An event designed to reach non-Christians, Bob says, must tap into a felt need. That's especially true for those in leadership. In this case, the event offered a suggestion as to why so many youth are killing and being killed.
Listening Leaders | Peter Henderson, a Columbine High School shooting survivor, described the experience to community leaders in California.

Josh McDowell, a noted youth authority considered one of the most culturally relevant speakers of today, addressed the spiritual roots of violence at the banquet. He also gave audience members an opportunity to invite Christ into their lives, 20 of whom accepted. An additional 74 wanted information on CrossTalk and 175 wanted a copy of Josh's book More Than a Carpenter.

Peter, a senior at Columbine High, told how he and 35 other students had been trapped in a storage room for 3 1/2 hours, only to catch a glimpse of their friends' dead bodies on their way out. All eyes and ears focused intently on Peter as he shared how God got him through it.

"They were moved," says Josh of the leaders in the audience. "I saw a lot of cops in front with their heads down, crying."

Josh, whose busy schedule prevents him from taking many requests to speak, couldn't help but accept Bob's entreaty. "Bob really helped me catch the vision for this thing," he says. "He's a real plugger."

But like a horse donning blinders, Bob often gets tunnel vision.

"Being so focused on the ministry can sometimes make me insensitive," he says. "I pray a lot about being more conscious of other people's agendas."
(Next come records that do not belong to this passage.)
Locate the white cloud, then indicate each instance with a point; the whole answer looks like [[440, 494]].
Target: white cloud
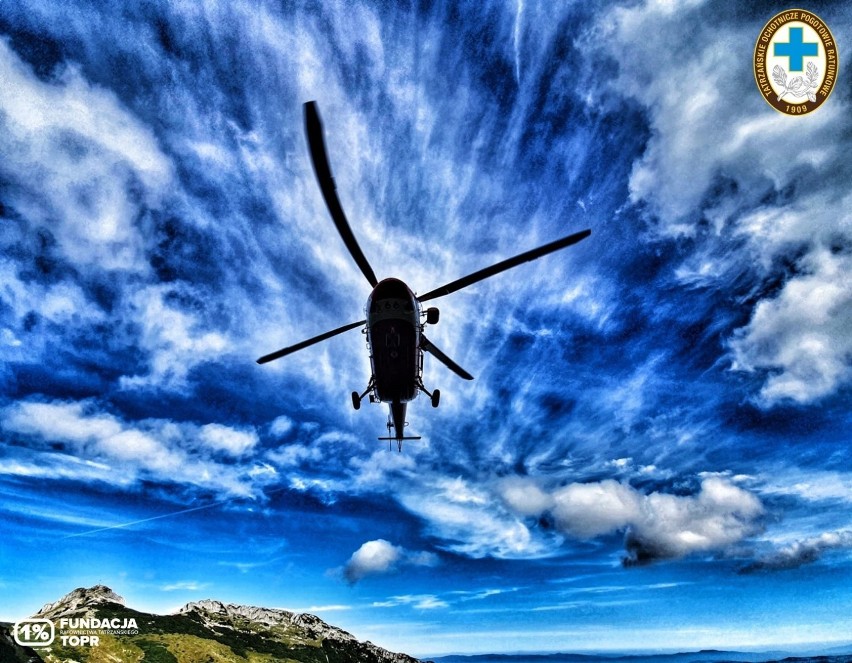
[[114, 451], [380, 556], [802, 337], [75, 154], [175, 338], [470, 521], [418, 601], [658, 525], [230, 440], [785, 189]]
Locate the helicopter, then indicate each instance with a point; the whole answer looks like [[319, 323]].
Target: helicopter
[[395, 320]]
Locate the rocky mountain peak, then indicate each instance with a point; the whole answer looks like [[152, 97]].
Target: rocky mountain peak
[[229, 612], [79, 600]]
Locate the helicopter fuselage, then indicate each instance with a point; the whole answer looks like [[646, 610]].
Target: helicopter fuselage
[[393, 337]]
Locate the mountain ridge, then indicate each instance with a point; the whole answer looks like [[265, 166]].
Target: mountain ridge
[[95, 624]]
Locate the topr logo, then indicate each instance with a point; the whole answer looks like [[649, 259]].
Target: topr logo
[[795, 62]]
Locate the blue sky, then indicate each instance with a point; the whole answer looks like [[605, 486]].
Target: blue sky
[[654, 452]]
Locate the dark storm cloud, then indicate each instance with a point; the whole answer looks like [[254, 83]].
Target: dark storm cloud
[[800, 553]]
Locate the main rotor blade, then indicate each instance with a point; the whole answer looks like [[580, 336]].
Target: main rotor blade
[[319, 158], [504, 265], [304, 344], [428, 346]]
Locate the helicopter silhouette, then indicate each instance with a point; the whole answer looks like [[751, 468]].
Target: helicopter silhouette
[[395, 320]]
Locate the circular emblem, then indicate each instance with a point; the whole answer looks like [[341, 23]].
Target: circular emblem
[[795, 62]]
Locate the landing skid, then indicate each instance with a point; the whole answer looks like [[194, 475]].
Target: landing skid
[[399, 441]]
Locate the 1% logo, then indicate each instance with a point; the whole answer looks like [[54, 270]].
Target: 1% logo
[[34, 632]]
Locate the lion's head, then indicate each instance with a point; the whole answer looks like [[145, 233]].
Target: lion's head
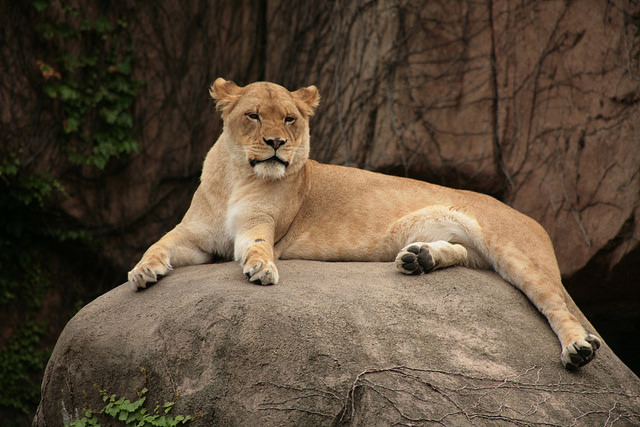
[[267, 125]]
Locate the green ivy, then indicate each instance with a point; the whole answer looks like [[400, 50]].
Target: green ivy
[[87, 77], [93, 83], [130, 413]]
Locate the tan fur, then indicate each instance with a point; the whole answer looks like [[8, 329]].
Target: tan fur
[[256, 210]]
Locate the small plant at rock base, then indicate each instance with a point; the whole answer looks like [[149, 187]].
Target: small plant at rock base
[[130, 413]]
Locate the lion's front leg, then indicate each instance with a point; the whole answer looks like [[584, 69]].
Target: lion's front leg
[[175, 249], [254, 251]]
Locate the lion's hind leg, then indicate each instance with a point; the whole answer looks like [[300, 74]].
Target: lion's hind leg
[[436, 237]]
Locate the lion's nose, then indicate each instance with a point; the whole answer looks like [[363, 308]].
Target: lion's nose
[[274, 142]]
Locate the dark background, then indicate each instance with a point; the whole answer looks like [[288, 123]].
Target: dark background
[[106, 120]]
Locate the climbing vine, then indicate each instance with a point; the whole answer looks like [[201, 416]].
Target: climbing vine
[[85, 72]]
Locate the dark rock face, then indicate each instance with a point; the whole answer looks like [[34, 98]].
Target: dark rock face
[[341, 343]]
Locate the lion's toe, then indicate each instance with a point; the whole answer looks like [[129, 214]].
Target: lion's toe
[[581, 352], [415, 259]]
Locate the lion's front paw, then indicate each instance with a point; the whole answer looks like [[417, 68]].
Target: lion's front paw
[[579, 353], [148, 270], [261, 272], [415, 259]]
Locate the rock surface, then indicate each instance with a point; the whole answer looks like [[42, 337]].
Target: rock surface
[[341, 343]]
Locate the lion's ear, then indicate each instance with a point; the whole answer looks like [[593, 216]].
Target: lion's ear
[[225, 92], [307, 99]]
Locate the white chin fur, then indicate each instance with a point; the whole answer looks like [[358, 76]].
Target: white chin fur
[[270, 170]]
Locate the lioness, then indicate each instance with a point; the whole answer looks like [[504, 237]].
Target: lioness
[[261, 199]]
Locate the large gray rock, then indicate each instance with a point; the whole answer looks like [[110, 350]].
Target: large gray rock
[[353, 343]]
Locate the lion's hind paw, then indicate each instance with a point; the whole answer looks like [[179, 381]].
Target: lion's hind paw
[[415, 259], [579, 353]]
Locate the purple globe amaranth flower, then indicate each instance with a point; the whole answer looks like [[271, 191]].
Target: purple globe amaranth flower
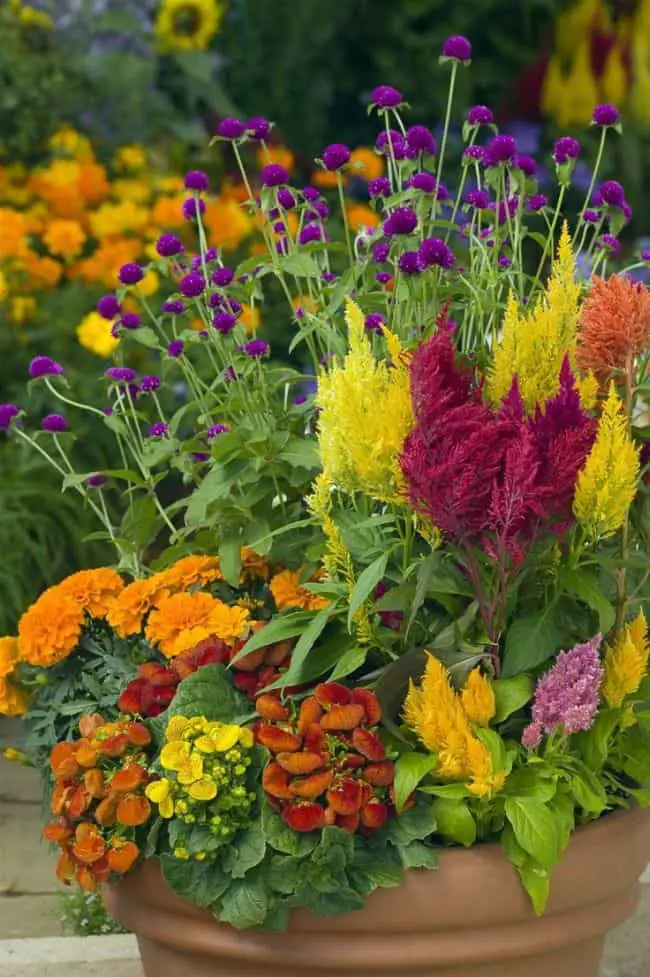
[[605, 115], [537, 202], [612, 193], [215, 430], [526, 164], [159, 430], [474, 154], [44, 366], [256, 348], [421, 139], [409, 263], [131, 273], [274, 175], [120, 374], [168, 245], [221, 277], [96, 481], [501, 149], [425, 182], [379, 187], [230, 128], [480, 115], [197, 180], [54, 423], [374, 322], [335, 156], [192, 207], [192, 285], [150, 383], [130, 320], [609, 243], [568, 695], [173, 307], [286, 199], [108, 307], [434, 251], [258, 127], [175, 348], [457, 48], [310, 233], [224, 322], [387, 139], [7, 414], [566, 148], [386, 97], [478, 198], [402, 220]]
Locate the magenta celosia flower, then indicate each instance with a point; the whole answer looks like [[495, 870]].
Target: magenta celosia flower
[[567, 696]]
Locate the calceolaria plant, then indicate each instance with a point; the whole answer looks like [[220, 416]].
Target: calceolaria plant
[[388, 593]]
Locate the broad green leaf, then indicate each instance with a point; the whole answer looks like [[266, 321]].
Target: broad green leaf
[[366, 585], [530, 641], [410, 769], [535, 828], [510, 694], [455, 821]]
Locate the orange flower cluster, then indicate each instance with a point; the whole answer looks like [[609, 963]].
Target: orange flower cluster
[[98, 800], [329, 766]]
The weekend after the banquet, Bob focused his attention on visiting those who were interested in what had been said at the banquet. At the home of Gayle Cloud, a newly elected Riverside school-board member and mother of six, Bob chatted about the importance of Christians being involved in their communities.

"I'm a very ordinary person," says Gayle. "I'm probably more comfortable sitting at home, quilting and cleaning house. But I think we have an obligation as Christians to be salt and light in the public sector."

"I think the social issues of our day are a result of people not knowing Christ personally," Bob says. "We have an opportunity to enter the community because people care about those issues, and they just might listen to the gospel we share as part of the package."

Bob recommends voting ("Only 20-25 percent of those registered actually voted in the last election," he purports), getting involved in civic organizations like the Rotary Club, attending city-council meetings or taking up a new hobby you think non-Christians enjoy. But the thing to remember, Bob and Gayle say, is being culturally relevant in the process.

"Many times Christians never say anything until they want to criticize and find fault—and that's not the way to make friends and influence people," Bob says. "Earn the right to be heard. Learn how to share your faith, and then ask God to help you be sensitive.

"We [Christians] are no longer the dominant culture—we are just a voice," Gayle says. "Paul said he represented the one true God. So do we. But you've got to present the message in such a way that people will listen."

And that's what Bob is doing, using every means possible to present the gospel to community leaders.